Fiches d'écarts COFRAC : comment y répondre efficacement

Recevoir des fiches d'écarts après une évaluation COFRAC est courant. L'enjeu est d'y répondre avec méthode pour démontrer votre maîtrise et obtenir la levée des écarts.

Publié le 18 mars 2026 par 3D Synergie

Après chaque évaluation, le Cofrac transmet un rapport contenant les écarts identifiés par l'équipe d'évaluation. Ces fiches d'écarts ne sont pas une sanction : elles constituent une opportunité d'amélioration. Cependant, la qualité de votre réponse conditionne directement la décision d'accréditation. Voici notre méthodologie pour y répondre efficacement.

Comprendre la nature des écarts

Le Cofrac définit l'écart comme la non-satisfaction d'une exigence. On distingue deux niveaux de gravité, complétés le cas échéant par des points à surveiller :

  • Écart critique : écart mettant en cause la validité des résultats ou l'aptitude du système de management à maintenir le niveau de qualité des prestations d'évaluation de la conformité. L'écart peut avoir une conséquence avérée quantifiable par l'évaluateur, ou présenter un risque important sur le niveau de qualité des prestations. Il peut être d'ordre technique ou organisationnel.
  • Écart non critique : écart dont le résultat n'affecte pas, ou n'est pas susceptible d'affecter directement et immédiatement, la qualité des prestations d'évaluation de la conformité. La persistance d'un écart non critique peut amener à reclasser la situation comme critique.
  • Point à surveiller : point d'attention sans caractère de non-conformité, mais qui pourrait le devenir.

Chaque type d'écart appelle une réponse adaptée en termes d'analyse et de délai de traitement.

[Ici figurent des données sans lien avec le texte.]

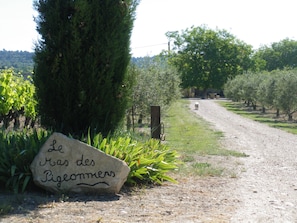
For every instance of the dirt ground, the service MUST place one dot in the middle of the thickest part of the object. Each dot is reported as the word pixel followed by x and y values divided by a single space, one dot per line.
pixel 259 188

Délimiter l'étendue de l'écart

Avant de définir les actions et les causes, déterminez le périmètre réel concerné : l'écart est-il isolé ou systémique ? Combien de dossiers, de rapports, de documents ou d'inspecteurs sont potentiellement impactés ? Cette analyse de l'étendue conditionne la pertinence du traitement et, pour les écarts portant sur des rapports potentiellement erronés, peut imposer une analyse de risque documentée, voire le rappel de rapports déjà émis.

Analyser les causes

La première erreur consiste à traiter le symptôme plutôt que la cause. Pour chaque écart, menez une analyse causale structurée. Vous pouvez vous appuyer sur des outils éprouvés : les 5 Pourquoi, le diagramme d'Ishikawa ou l'arbre des causes. L'objectif est d'identifier pourquoi l'écart s'est produit et quels facteurs systémiques l'ont permis. Le Cofrac attend une analyse qui dépasse le simple constat.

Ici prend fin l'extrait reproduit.